One change that has found its way into MacOS Sierra that has been impacting a number of people is the removal of the user’s ability to easy exempt applications from Gatekeeper’s scrutiny. This is an issue when a user tries to open application is not signed by an “approved” developer. They will be prompted with a warning similar to this one:
It is also possible the warning will say that the application is damaged and should be moved to the Trash. In either case, the problem is MacOS’s built in security feature called Gatekeeper. In previous version of the OS, the user could easily open Security Preferences and tell the system to open the application anyway. For some reason, Apple decided to remove the ability to easily do this via the GUI. However, it is still possible to perform this function via the CLI (Terminal).
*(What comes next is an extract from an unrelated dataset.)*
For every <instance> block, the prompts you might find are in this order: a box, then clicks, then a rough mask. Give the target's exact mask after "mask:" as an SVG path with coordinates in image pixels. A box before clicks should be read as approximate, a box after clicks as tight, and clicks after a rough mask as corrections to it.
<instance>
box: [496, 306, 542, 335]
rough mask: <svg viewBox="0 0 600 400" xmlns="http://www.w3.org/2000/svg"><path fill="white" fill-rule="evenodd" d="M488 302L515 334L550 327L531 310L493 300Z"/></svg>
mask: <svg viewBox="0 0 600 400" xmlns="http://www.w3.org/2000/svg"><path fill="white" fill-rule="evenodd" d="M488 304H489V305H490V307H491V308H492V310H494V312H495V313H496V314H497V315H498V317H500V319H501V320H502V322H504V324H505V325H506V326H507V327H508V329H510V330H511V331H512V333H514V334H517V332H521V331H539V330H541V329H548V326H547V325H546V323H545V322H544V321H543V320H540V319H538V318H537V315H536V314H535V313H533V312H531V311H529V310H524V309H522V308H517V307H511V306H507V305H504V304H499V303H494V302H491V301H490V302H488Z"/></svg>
There are two ways to accomplish this. The first way is to temporarily disable Gatekeeper, open the application, then re-enable Gatekeeper. Once the application has been opened once, Gatekeeper will stop bothering you about it on subsequent launches. In order to disable Gatekeeper you need to run the following command in Terminal (then enter your admin password):
sudo spctl --master-disable
Once you’ve done this, open the application and run the command:
sudo spctl --master-enable
The other way to accomplish this is to manually add an application to the Gatekeeper whitelist. In order to do this you will need to run the command:
sudo spctl --add /Path/To/Application.app
If you ever wish to remove the application from the whitelist, it is as easy as changing –add to –remove:
sudo spctl --remove /Path/To/Application.app
Either of these methods should allow you to open any application you please on MacOS Sierra.
Note: For security reason you should not leave Gatekeeper disabled indefinitely. If you are using the disable method, you should be sure to reenable it immediately after opening the “unidentified” or “damaged” application.